In the late 1980s and early 1990s the topic of the "greenhouse effect" emerged, and quickly became perhaps the most important scientific question of the era.
And according to the "popular vision," the story is simple -- greenhouse gases are increasing in concentration, their many effects are threatening the planet and drastic actions must be taken to avoid disaster.
The public has been inundated with this apocalyptic view of the greenhouse effect; the scientific literature, too, has been alive with debate about the possible results of the increasing levels of atmospheric greenhouse gases, according to Robert C. Balling Jr., director of the office of climatology at Arizona State University.
Balling has been addressing these issues as a 1999-2000 AAPG Distinguished Lecturer, with his talk "A Climate of Doubt About Global Warming."
Balling and his topic were picked by the Distinguished Lecture Committee after a presentation Balling made at a meeting of the committee on Resource Evaluation at the 1999 AAPG annual meeting in San Antonio, said Robert Millspaugh, AAPG geosciences director.
"When the Distinguished Lecture Committee was choosing speakers for this year's tour they wanted one lecturer with a background in environmental geology," Millspaugh said, "and Robert Balling was at the top of the list."

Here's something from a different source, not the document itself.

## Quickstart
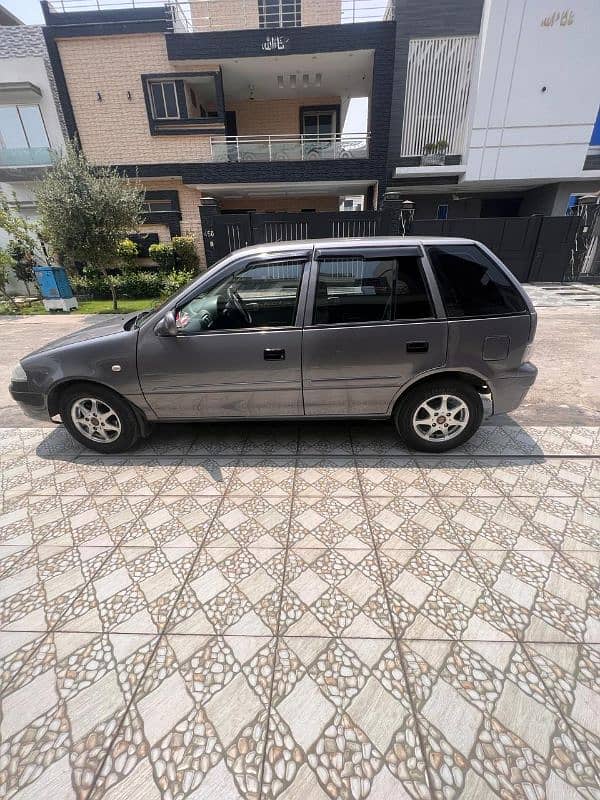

Balling said the "greenhouse gospel" preached in the popular media is typically presented as a series of interrelated climate changes and ecological disasters that stem from human-caused emissions of various greenhouse gases. This popular vision of the greenhouse effect leaves no room for benefits in the changes occurring, but rather focuses on the strong images of:
- Increased droughts.
- Melting icecaps and glaciers.
- Rising sea levels.
- A rise in severe storm activity.
These dire natural phenomena ultimately lead to global economic upheaval.
Is this popular vision of the greenhouse effect nothing more than environmental hype?
Balling said the greenhouse gospel does, in fact, contain obvious exaggeration -- and many of its predictions are seriously flawed and lack much scientific basis.
Other predictions, however, are well-grounded in solid science and should be examined.
Ultimately, he said, it is likely that most greenhouse effects will be rather moderate, and are not likely to produce ecological chaos.
"We may even find that more than a few probable greenhouse-related changes may even prove to be beneficial to the natural environment and the human inhabitants of the planet," Balling said.
Today the greenhouse effect is an issue of extremes. On one end of the spectrum are many good scientists as well as politicians, decision-makers, movie stars and environmentalists who support the popular view of global warming. At the other end are those scientists, a few politicians, a few decision-makers and no movie stars and environmentalists who question the underpinnings of the greenhouse paradigm.
And somewhere in the middle are most scientists, Balling said, who attempt to recognize the validity of arguments within the spectrum of greenhouse research -- and ultimately they will be the ones to resolve the critical questions and shape the way humanity responds to the greenhouse effect.